One of my club's small planes apparently has an intermittent problem with moisture in the static port line, so the recommendation is to always fly with the alternate static port open. That leads me to wonder why (1) the plane in question (a 172) was not simply designed to receive static pressure from inside the cabin, thereby avoiding this kind of problem and (2) if there's any downside (other than slight miscalibration of speeds and altitudes) to doing so.

I'm aware of the venturi-effect related pressure diff between an external static port and the cabin pressure. That just seems like a calibration issue for airspeed and altitude measurement.

tl;dr: Why are/were GA planes designed with external instead of cabin-side static ports, other than to give the examiners a tricky thing to ask us about?

  • 3
    $\begingroup$ Internal air pressure changes slower than external, so things like the climb rate indicator may be inaccurate or slow responding. $\endgroup$
    – Ron Beyer
    Jan 11 at 20:07
  • $\begingroup$ @RonBeyer -- It seems unlikely to be a rate-of-change issue-- considering that the effect seems to be worse with the windows open (as noted in the second sentence of this answer aviation.stackexchange.com/questions/91204/… ) $\endgroup$ Jan 12 at 2:39

The problem with the alternate static source is it will over or under-read depending on the status of windows, vents and heating.

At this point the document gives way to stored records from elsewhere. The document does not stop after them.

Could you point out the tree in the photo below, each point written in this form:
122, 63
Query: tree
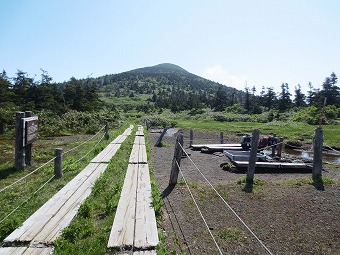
220, 99
6, 94
20, 88
329, 91
284, 101
299, 99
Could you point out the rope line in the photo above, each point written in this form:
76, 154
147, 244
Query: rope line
101, 139
332, 149
200, 212
84, 142
15, 209
238, 217
24, 177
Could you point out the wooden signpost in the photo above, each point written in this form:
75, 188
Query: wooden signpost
26, 133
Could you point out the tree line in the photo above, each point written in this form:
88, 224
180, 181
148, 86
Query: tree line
25, 93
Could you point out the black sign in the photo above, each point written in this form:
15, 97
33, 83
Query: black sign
30, 129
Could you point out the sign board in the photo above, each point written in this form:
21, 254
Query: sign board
30, 129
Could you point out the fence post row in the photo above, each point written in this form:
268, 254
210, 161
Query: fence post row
19, 144
176, 162
159, 141
58, 171
107, 136
253, 155
317, 157
191, 137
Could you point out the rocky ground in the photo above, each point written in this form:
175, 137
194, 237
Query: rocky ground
282, 214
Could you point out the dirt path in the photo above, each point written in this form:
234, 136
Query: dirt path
288, 219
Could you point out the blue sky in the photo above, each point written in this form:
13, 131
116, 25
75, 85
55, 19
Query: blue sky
258, 43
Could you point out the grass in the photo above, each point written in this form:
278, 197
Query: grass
23, 191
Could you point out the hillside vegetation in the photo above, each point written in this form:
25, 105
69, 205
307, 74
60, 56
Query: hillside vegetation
82, 105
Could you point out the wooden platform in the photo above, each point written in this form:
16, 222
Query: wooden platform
217, 147
25, 251
273, 165
235, 155
47, 223
134, 226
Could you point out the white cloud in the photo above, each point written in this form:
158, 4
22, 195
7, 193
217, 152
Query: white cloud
218, 74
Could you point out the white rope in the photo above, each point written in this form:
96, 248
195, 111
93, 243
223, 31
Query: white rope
200, 212
332, 149
239, 218
15, 209
84, 141
101, 139
24, 177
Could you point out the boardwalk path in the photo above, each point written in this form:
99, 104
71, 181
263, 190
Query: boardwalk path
40, 230
134, 227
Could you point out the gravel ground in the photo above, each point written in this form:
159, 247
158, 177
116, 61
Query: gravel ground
278, 218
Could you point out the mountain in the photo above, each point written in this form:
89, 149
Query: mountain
161, 68
166, 86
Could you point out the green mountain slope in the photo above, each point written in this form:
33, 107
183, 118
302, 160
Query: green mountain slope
164, 86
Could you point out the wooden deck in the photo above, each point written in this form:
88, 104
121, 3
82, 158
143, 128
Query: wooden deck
273, 165
25, 251
47, 223
134, 226
217, 147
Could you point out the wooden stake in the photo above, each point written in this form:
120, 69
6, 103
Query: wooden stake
58, 171
191, 139
317, 157
19, 142
279, 147
161, 137
28, 147
176, 162
107, 136
253, 154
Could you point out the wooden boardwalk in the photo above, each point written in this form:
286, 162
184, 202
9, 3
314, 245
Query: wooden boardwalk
46, 224
134, 226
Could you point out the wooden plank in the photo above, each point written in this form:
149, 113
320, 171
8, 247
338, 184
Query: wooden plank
244, 164
36, 222
140, 140
68, 211
12, 250
107, 158
199, 146
25, 251
119, 139
146, 235
123, 227
38, 225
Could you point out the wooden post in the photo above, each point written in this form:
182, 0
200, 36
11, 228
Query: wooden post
19, 142
317, 157
107, 131
191, 138
279, 147
176, 162
58, 171
28, 147
161, 137
253, 154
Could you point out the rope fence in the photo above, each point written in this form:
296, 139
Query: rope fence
199, 210
16, 208
51, 160
218, 194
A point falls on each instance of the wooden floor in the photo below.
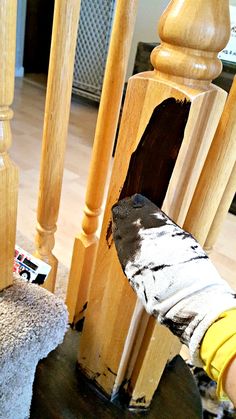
(27, 133)
(61, 392)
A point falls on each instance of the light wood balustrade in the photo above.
(85, 245)
(8, 170)
(178, 104)
(222, 210)
(214, 178)
(57, 109)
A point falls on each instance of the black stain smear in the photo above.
(109, 234)
(177, 325)
(145, 295)
(183, 234)
(151, 268)
(84, 307)
(153, 161)
(140, 400)
(79, 325)
(160, 267)
(195, 258)
(109, 369)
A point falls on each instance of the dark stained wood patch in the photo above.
(152, 163)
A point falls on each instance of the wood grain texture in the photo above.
(221, 212)
(111, 303)
(85, 245)
(57, 110)
(8, 170)
(192, 36)
(106, 329)
(215, 174)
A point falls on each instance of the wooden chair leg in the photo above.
(85, 245)
(57, 110)
(8, 170)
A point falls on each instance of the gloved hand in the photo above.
(169, 271)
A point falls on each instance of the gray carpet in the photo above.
(32, 323)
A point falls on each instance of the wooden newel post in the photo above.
(57, 110)
(8, 171)
(169, 120)
(85, 245)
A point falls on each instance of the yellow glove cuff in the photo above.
(218, 347)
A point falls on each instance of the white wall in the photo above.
(149, 12)
(20, 36)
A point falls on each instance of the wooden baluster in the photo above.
(8, 171)
(221, 211)
(57, 110)
(185, 63)
(215, 174)
(144, 379)
(85, 245)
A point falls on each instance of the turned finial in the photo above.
(192, 33)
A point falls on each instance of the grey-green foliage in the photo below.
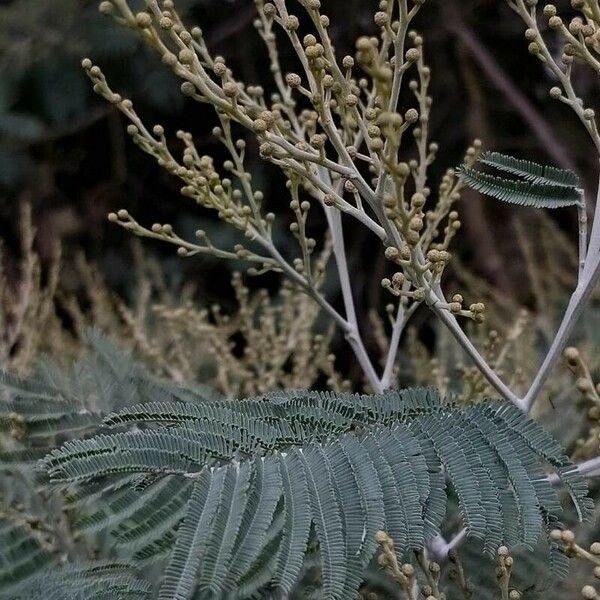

Look at this excerpt from a Cessna 172 PoH and you'll see there's very significant differences, especially with the windows open at low speeds.

C172 Airspeed calibration

If you use a static source inside the cabin your airspeed your altimeter will over-read, how much again depends on vents, heating and windows. This means you'll be flying lower than you think, how much depends on these factors.

You cannot calibrate for these variables as they change dynamically. How much do you need to adjust your airspeed for heating halfway on, or a window cracked, and how would your instruments compensate? The primary static port is much more consistent.